Reviergehabe: Karpfen kommunizieren mit kurzen Blitzen

Andere Männchen fernzuhalten ist einer Karpfenart so wichtig, dass sie dafür ein raffiniertes Signal entwickelt hat: Durch Augenrollen schicken die Fische kurze Blitze zu ihren Rivalen. Auch wenn das Wasser fast schon zu dunkel zum Sehen ist, klappt das noch - und geht ebenso fix wie diskret.

London - Karpfen haben keine Taschenlampen im Kopf, auch nordamerikanische Saugkarpfen der Art Xyrauchen texanus nicht.
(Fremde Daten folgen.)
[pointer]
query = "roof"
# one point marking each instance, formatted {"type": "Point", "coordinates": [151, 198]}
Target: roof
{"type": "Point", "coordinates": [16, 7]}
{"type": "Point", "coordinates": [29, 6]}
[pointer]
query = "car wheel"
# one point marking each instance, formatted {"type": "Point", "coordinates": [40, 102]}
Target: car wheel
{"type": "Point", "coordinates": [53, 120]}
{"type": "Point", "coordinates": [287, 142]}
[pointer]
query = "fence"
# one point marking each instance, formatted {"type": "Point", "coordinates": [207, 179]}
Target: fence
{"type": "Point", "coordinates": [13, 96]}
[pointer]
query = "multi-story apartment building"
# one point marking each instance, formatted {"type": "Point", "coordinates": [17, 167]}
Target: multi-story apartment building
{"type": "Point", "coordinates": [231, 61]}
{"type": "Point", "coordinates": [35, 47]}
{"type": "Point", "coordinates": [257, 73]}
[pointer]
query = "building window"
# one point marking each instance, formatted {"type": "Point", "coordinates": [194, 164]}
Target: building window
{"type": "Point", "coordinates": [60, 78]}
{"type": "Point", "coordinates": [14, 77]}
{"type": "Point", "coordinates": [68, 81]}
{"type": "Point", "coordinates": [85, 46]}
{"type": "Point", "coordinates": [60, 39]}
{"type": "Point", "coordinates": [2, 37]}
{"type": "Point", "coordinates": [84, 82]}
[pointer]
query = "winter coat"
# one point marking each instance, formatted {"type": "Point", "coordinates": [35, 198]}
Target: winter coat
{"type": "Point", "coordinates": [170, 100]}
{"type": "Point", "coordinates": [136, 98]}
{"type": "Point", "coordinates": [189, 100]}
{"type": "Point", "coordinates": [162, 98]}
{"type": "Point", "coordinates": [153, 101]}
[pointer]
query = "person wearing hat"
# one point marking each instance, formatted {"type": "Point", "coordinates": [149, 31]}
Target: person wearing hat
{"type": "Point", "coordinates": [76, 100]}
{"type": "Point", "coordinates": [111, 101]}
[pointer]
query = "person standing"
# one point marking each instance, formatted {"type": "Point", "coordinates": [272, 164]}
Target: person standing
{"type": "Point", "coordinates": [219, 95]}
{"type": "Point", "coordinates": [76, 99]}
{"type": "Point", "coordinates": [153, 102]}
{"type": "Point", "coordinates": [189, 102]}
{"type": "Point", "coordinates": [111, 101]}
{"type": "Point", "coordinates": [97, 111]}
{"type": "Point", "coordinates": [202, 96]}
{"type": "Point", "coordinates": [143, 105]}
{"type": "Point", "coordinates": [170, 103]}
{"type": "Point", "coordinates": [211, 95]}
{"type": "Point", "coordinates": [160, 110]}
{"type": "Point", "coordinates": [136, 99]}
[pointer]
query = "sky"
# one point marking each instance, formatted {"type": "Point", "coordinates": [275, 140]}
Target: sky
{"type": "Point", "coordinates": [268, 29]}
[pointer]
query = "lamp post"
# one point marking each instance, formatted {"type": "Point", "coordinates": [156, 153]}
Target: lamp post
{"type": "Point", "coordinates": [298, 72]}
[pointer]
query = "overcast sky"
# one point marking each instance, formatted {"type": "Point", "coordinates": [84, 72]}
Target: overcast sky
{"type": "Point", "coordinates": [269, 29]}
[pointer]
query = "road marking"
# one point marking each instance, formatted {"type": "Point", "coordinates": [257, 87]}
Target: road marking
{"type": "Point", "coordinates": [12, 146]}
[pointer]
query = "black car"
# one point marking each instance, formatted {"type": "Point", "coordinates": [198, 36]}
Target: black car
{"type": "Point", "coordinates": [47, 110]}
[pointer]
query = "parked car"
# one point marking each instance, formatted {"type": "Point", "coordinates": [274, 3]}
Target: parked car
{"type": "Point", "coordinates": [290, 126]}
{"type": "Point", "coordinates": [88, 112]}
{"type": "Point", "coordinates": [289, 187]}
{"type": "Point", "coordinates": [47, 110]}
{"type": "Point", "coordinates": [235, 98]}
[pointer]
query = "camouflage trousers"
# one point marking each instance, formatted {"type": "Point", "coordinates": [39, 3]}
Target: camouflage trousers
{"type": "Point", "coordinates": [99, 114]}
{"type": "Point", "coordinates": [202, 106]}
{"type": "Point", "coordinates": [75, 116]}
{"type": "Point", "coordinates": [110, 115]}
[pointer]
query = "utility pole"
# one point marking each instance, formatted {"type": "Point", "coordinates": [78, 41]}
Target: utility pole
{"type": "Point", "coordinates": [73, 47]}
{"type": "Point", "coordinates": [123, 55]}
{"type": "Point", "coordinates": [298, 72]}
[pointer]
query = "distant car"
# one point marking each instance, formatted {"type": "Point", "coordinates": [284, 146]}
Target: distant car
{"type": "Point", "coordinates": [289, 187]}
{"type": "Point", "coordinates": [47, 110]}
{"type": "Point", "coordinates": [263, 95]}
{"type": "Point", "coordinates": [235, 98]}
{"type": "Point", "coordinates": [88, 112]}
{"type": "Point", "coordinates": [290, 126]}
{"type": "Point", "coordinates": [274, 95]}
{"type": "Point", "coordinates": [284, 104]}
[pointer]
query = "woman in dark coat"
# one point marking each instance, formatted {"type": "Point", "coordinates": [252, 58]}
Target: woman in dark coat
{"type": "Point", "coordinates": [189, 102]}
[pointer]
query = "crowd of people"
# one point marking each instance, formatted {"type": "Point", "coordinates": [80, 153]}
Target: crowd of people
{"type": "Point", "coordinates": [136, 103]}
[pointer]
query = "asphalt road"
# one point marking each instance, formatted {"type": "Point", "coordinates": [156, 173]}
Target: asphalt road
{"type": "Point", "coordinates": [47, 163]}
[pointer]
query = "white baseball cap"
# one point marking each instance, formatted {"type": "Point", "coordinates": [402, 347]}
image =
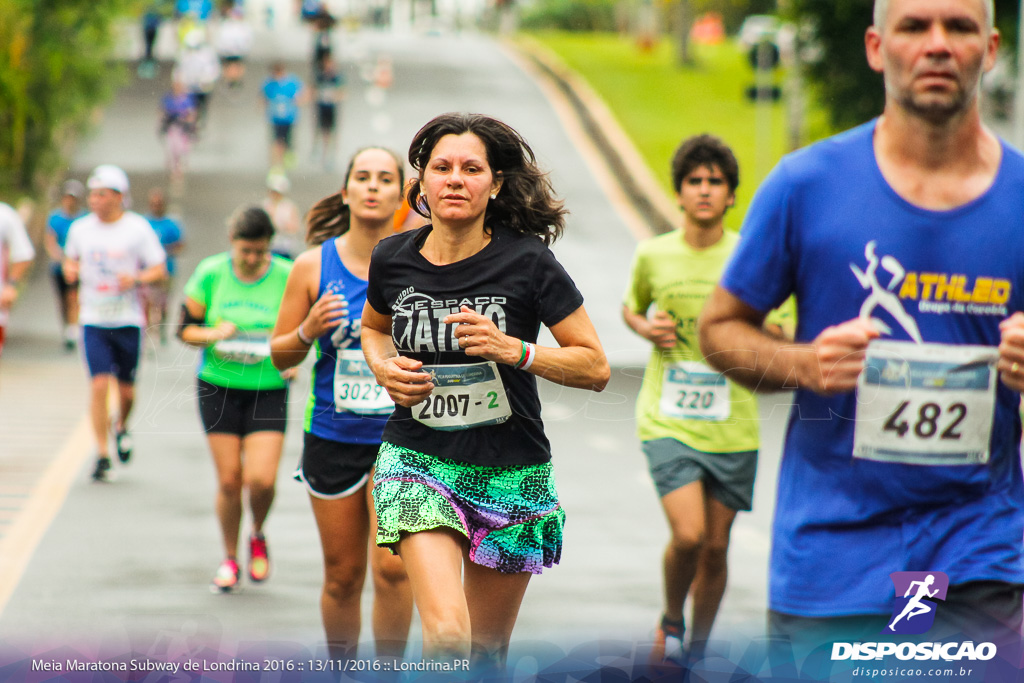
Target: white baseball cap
{"type": "Point", "coordinates": [73, 188]}
{"type": "Point", "coordinates": [108, 176]}
{"type": "Point", "coordinates": [279, 182]}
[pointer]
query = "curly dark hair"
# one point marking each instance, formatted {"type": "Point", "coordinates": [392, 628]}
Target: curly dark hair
{"type": "Point", "coordinates": [707, 151]}
{"type": "Point", "coordinates": [526, 202]}
{"type": "Point", "coordinates": [250, 223]}
{"type": "Point", "coordinates": [330, 217]}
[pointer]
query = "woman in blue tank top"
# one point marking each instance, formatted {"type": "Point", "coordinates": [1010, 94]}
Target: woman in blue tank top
{"type": "Point", "coordinates": [346, 410]}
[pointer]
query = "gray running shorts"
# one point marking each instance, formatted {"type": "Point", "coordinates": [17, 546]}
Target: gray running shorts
{"type": "Point", "coordinates": [727, 476]}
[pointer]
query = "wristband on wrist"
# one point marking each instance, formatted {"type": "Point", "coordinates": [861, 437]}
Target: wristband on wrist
{"type": "Point", "coordinates": [522, 356]}
{"type": "Point", "coordinates": [529, 352]}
Umso erstaunter waren Wissenschaftler, als sie einige dieser Fische im Colorado River beobachteten: Normalerweise hielten sich die Fischmännchen dicht am Boden und waren kaum vom Hintergrund zu unterscheiden. Hin und wieder jedoch verrieten sie ihre Anwesenheit durch zwei kurze, etwa eine halbe Sekunde andauernde Lichtblitze.

Zuchtkarpfen: Nordamerikanische Verwandte haben eine Augenroll-Technik entwickelt, um sich Rivalen vom Leib zu halten
AP

Zuchtkarpfen: Nordamerikanische Verwandte haben eine Augenroll-Technik entwickelt, um sich Rivalen vom Leib zu halten

Wie und warum blitzten die bloß? Inigo Novales Flamarique von der Simon Fraser University im kanadischen Burnaby und seine US-Kollegen sahen genauer hin: Die Fische verdrehen ihre Augäpfel, bis das Weiße zu sehen ist und das von oben darauffallende Restlicht in Form kurzer, intensiver Lichtblitze reflektiert wird. Das berichten Flamarique und sein Team in der Wissenschaftszeitschrift "Proceedings of the Royal Society B". Besonders häufig zeigten die Fische dieses Verhalten, wenn umherstreifende Männchen in ihre Nähe kamen.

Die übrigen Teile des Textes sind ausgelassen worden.